Su paso es lento, de zancada medida, como si todas las prisas del mundo las hubiese dejado atrás. Como si el tiempo ya no le importara. Su larga y poblada barba, mezcla de blancos y grises, se ve limpia y peinada. El chándal que viste ya tiene uso y las zapatillas perdieron el brillo hace tiempo, sin embargo, no hay descuido en las prendas. Camina con indiferencia, quizá abstraído en sus pensamientos, quizá ajeno incluso a ellos.
A veces me lo he encontrado sentado en la repisa de un ventanal a las puertas del supermercado; junto a él, un platillo con alguna moneda. No pide, pero yo le dejo un par de euros; con amabilidad, me da las gracias; no hay de qué, le digo, y eso es todo lo que hablamos. No sé su nombre, ni de dónde viene, ni dónde vive; no sé nada de él. Sí sé, en cambio, que ese hombre despierta en mí un cierto afecto, y no es compasión, también curiosidad. Me pregunto qué lo habrá llevado a esa situación.

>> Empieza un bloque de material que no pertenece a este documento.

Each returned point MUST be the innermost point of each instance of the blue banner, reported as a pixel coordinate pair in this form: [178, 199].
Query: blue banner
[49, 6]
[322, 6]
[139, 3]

Una curiosidad que se ha tornado intriga desde el día en que lo encontré en la biblioteca. Me sorprendió verlo allí. Y más me sorprendí al escuchar la conversación que mantenía en voz baja con un profesor acerca de asuntos arqueológicos y los términos académicos que empleaba. Lo había tomado por vagabundo, y tal vez lo fuese. Allí mismo me censuré dejarme llevar por las apariencias. Quizá algún día entable conversación con ese hombre.